Some regard Wittgenstein as the greatest philosopher of the twentieth century. His early work - the Tractatus Logico-Philosophicus - is fascinating and brilliant in many ways, but his later work - the Philosophical Investigations - involves a completely new and radical approach to philosophical questions. There will be a brief exposition of his earlier work, but only to set the context for a study of the most famous parts of the Investigations; these include Wittgenstein's way with questions in the philosophy of language, philosophy of mind, and the question of what philosophy is, what it achieves. Despite his fame, the impact of the later Wittgenstein on contemporary philosophy is at best moot, and students will be invited to ponder the question of why this is; are the messages too radical, or too vague, or too hard to map on to more conventional philosophy, or ultimately confused, or what?
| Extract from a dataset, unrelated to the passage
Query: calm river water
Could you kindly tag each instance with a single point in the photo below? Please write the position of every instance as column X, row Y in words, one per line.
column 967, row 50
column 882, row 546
Course lecturer: Dr Gary Kemp
Lecture hour & venue: see Honours timetable
Teaching resources for this course will be made available on the Philosophy Moodle site.
Intended learning outcomes:
After this course, students should be able to:
- understand, state, and critically assess the main differences between the later Wittgenstein and orthodox philosophy of language represented by his earlier view;
- understand, state, and critically assess the significance of Wittgenstein's discussion of language games and forms of life;
- understand, state, and critically assess such ideas as that of family resemblance, and to specify their roles and importance for Wittgenstein's philosophy;
- understand, state, and critically assess Wittgenstein's discussion of rule-following;
- understand, state, and critically assess Wittgenstein's remarks on private language;
- understand, state, and critically assess the Wittgenstein's remarks on aspect-perception.